Charles Leclerc a nettement adouci sa position concernant les Formule 1 de 2026, après avoir initialement exprimé des réserves très marquées cet été lors de ses premières séances en simulateur. Le pilote Ferrari, l’un des premiers du plateau à commenter publiquement ces essais virtuels, avait admis qu’il n’était "pas fan" de ce qu’il avait découvert.
Un ressenti qui contrastait alors avec la maniabilité beaucoup plus conventionnelle des F1 actuelles. Les futures voitures, dotées d’une aérodynamique profondément révisée et d’un système hybride passant à un ratio 50-50 entre moteur thermique et électrique, imposeront une adaptation majeure du pilotage, notamment en raison d’une gestion énergétique beaucoup plus exigeante.
Interrogé avant le Grand Prix du Qatar sur l’avancée de ses impressions en simulateur, Leclerc reconnaît avoir largement réévalué son jugement depuis cette première session déroutante.
"J’aime le défi de penser différemment !" explique le Monégasque.
"Ce qui avait été une première séance très étrange sur le simulateur a ensuite soulevé énormément de questions chez tout le monde à l’usine. Le processus collectif pour trouver des idées intelligentes afin de résoudre certains problèmes que nous aurons avec la voiture de l’an prochain a été vraiment intéressant."
Selon lui, cette réflexion technique, menée en groupe avec les ingénieurs Ferrari, a transformé une appréhension initiale en véritable stimulation intellectuelle.

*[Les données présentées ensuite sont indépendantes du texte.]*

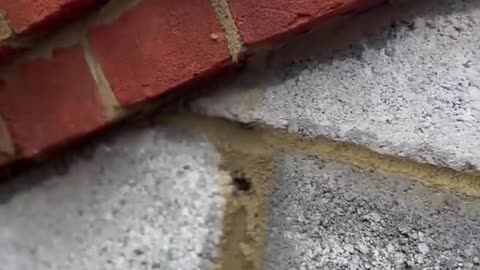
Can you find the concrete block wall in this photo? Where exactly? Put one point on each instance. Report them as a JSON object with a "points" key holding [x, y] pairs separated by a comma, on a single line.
{"points": [[126, 54]]}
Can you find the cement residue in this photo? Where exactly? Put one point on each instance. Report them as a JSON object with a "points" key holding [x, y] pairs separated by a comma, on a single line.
{"points": [[249, 163], [250, 151]]}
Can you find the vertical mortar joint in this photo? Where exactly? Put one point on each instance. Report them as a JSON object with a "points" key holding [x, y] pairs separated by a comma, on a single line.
{"points": [[7, 146], [5, 30], [112, 108], [235, 44]]}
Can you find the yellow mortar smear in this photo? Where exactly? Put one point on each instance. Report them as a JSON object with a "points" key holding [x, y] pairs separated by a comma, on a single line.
{"points": [[251, 150], [110, 104], [232, 34], [264, 140]]}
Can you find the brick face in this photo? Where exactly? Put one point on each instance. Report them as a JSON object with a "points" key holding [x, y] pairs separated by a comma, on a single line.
{"points": [[47, 103], [158, 46], [262, 21], [4, 159], [31, 16]]}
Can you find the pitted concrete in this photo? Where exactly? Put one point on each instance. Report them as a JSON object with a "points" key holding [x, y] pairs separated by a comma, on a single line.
{"points": [[146, 198], [410, 89], [327, 215]]}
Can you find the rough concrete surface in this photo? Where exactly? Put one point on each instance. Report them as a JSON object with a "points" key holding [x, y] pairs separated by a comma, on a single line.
{"points": [[402, 80], [327, 215], [146, 198]]}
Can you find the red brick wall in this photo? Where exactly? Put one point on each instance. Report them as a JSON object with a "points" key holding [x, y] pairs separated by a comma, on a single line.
{"points": [[147, 49]]}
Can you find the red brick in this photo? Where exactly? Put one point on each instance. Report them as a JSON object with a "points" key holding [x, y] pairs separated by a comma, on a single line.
{"points": [[158, 46], [47, 103], [268, 20], [4, 159], [7, 52], [32, 16]]}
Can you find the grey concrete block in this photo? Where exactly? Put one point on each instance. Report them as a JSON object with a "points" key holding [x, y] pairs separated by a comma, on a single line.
{"points": [[327, 215], [145, 198], [410, 89]]}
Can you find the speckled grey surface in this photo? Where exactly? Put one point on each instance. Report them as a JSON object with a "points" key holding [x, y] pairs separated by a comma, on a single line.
{"points": [[145, 198], [411, 89], [327, 215]]}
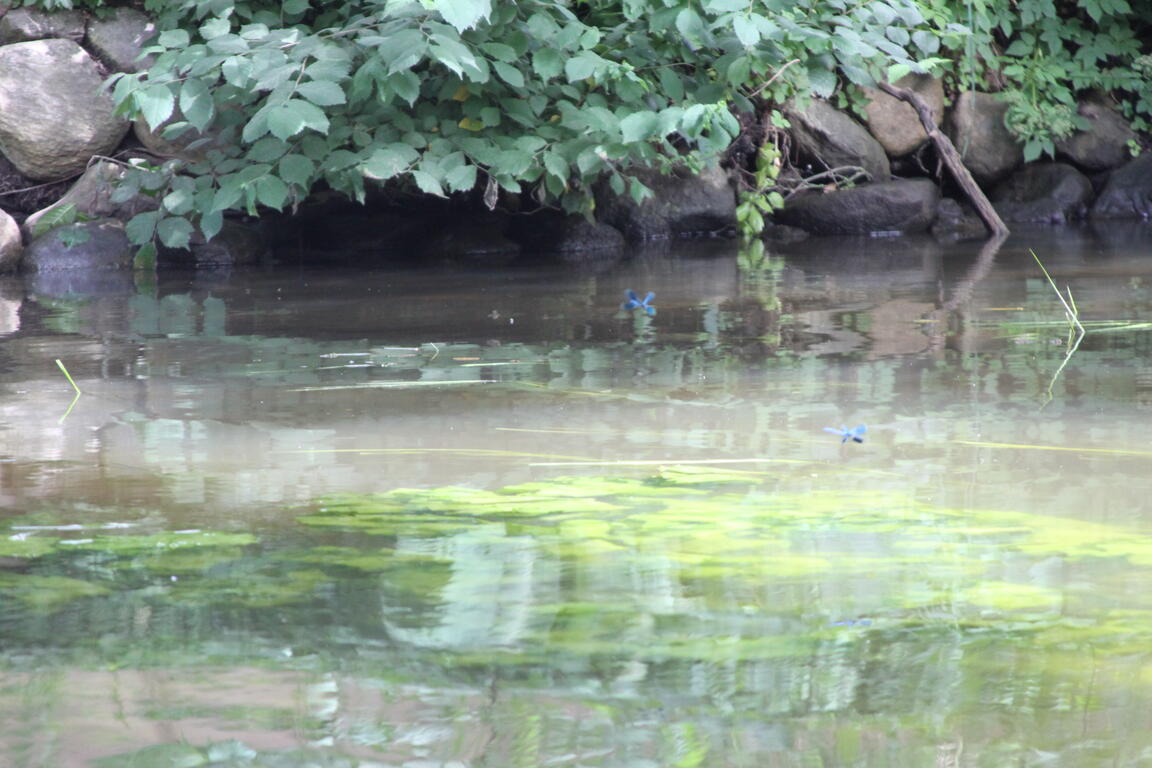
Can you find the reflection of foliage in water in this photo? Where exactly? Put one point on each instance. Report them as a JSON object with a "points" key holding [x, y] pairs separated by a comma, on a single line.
{"points": [[737, 591]]}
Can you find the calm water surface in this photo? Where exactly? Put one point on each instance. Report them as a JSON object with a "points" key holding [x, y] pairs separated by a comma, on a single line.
{"points": [[462, 517]]}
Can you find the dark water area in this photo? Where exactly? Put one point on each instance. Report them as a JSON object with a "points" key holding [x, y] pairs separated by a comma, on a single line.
{"points": [[474, 516]]}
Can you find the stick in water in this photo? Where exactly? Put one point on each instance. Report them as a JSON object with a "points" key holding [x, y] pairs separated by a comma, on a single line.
{"points": [[68, 375]]}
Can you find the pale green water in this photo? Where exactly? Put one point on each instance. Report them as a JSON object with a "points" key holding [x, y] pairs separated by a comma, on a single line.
{"points": [[598, 539]]}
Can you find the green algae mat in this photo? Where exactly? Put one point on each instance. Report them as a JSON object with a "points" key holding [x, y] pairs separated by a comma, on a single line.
{"points": [[692, 617]]}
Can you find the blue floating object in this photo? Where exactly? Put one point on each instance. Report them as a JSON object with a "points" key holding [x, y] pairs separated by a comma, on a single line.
{"points": [[636, 303], [855, 434]]}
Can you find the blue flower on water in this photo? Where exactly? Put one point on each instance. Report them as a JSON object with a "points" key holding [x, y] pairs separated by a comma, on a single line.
{"points": [[855, 435], [635, 302]]}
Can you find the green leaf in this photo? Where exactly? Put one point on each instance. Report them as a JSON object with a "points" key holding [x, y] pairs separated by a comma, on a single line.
{"points": [[582, 66], [462, 179], [236, 70], [725, 6], [174, 232], [388, 161], [196, 103], [271, 191], [823, 82], [174, 38], [547, 63], [555, 165], [403, 50], [179, 202], [463, 14], [926, 42], [294, 115], [500, 52], [639, 126], [406, 84], [747, 31], [324, 93], [156, 103], [211, 223], [427, 183], [691, 27], [509, 74], [297, 169], [895, 71], [141, 228], [228, 195], [214, 28]]}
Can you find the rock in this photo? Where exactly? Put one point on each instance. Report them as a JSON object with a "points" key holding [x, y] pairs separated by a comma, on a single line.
{"points": [[12, 245], [19, 194], [895, 123], [1128, 191], [555, 233], [977, 129], [55, 116], [1044, 192], [682, 205], [782, 234], [89, 245], [833, 138], [903, 206], [91, 195], [954, 222], [236, 244], [119, 37], [25, 24], [1101, 146]]}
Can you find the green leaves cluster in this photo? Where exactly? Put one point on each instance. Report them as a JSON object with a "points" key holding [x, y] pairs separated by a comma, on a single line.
{"points": [[1047, 53], [442, 97]]}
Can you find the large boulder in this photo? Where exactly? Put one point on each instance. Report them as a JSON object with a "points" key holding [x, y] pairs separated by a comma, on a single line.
{"points": [[894, 122], [682, 205], [86, 246], [12, 245], [1104, 144], [1044, 192], [955, 222], [978, 131], [831, 137], [54, 115], [903, 206], [1128, 192], [119, 37], [92, 196], [24, 24]]}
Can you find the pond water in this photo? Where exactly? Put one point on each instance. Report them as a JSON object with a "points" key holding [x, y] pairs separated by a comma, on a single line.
{"points": [[465, 516]]}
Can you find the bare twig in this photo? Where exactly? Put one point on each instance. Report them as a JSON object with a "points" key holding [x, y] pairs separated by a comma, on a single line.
{"points": [[952, 158]]}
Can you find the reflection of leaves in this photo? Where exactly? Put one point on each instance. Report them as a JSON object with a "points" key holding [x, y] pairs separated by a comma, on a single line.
{"points": [[156, 542], [47, 592]]}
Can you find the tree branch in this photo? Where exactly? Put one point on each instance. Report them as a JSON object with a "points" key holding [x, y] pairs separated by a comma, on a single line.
{"points": [[952, 159]]}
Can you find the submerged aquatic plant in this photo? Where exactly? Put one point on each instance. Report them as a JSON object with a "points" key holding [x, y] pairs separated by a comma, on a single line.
{"points": [[1075, 328]]}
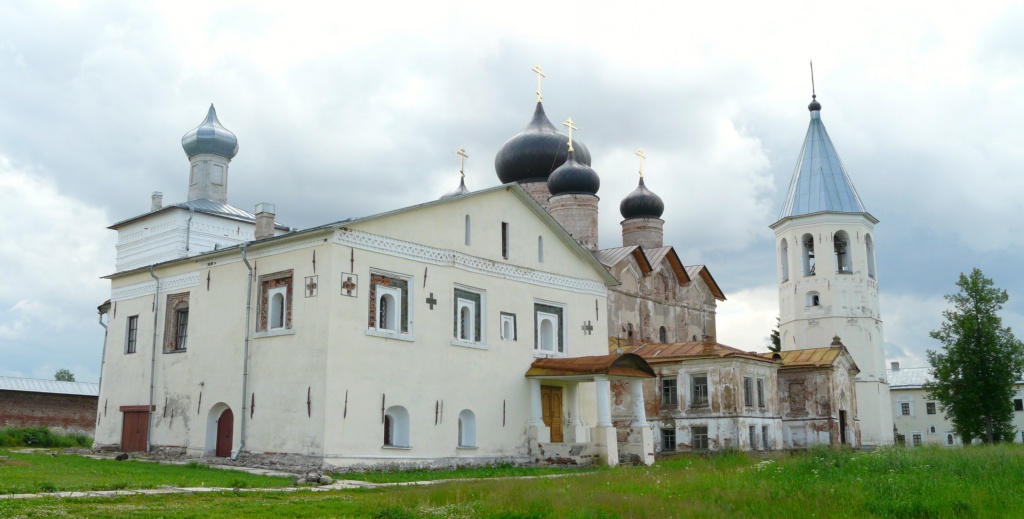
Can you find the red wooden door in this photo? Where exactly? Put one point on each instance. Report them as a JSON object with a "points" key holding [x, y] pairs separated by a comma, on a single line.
{"points": [[225, 429], [133, 431]]}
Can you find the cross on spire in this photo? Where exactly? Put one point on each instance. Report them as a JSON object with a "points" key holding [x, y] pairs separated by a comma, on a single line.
{"points": [[462, 167], [568, 124], [642, 157], [540, 75]]}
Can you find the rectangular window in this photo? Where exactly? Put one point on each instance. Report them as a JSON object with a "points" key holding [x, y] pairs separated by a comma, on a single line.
{"points": [[549, 331], [699, 437], [132, 339], [509, 332], [176, 322], [505, 240], [388, 303], [670, 393], [698, 390], [668, 439], [274, 305], [467, 325]]}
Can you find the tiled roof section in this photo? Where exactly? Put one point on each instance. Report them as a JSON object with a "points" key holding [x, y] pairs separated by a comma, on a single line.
{"points": [[702, 272], [655, 256], [48, 386], [656, 352], [625, 364], [819, 181]]}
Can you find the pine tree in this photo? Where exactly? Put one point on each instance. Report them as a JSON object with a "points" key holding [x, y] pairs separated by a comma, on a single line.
{"points": [[974, 374]]}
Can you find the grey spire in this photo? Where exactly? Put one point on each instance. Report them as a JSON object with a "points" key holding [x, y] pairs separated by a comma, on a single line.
{"points": [[819, 182]]}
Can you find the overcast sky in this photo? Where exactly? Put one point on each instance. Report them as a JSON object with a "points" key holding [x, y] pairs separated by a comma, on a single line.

"En tant que pilote, c’est aussi fascinant, car beaucoup repose sur notre ressenti et sur les outils dont nous aurons besoin pour gérer différents types de situations."
La révolution aérodynamique attendue en 2026, associée à l’introduction de nouveaux modes d’attaque pour le dépassement, lesquels consommeront davantage d’énergie batterie, fait émerger des inquiétudes sur l’authenticité du spectacle en piste. Certains craignent un effet yo-yo, où un dépassement mènerait automatiquement à une contre-attaque sur la ligne droite suivante.
Leclerc partage ces questionnements, sans pour autant se montrer fataliste.
"Les batailles seront très critiques, et tout ce processus de réflexion autour de la gestion des courses avec d’autres voitures a été très intéressant."
"Pour ce qui est du plaisir de conduire en lui-même, je devrai attendre d’être dans la vraie voiture avant de me prononcer."
"Au simulateur, il est difficile de ressentir réellement ces choses. Mais il est certain qu’il faudra réfléchir beaucoup plus en pilotant, surtout en course, avec la gestion énergétique supplémentaire que nous aurons l’an prochain."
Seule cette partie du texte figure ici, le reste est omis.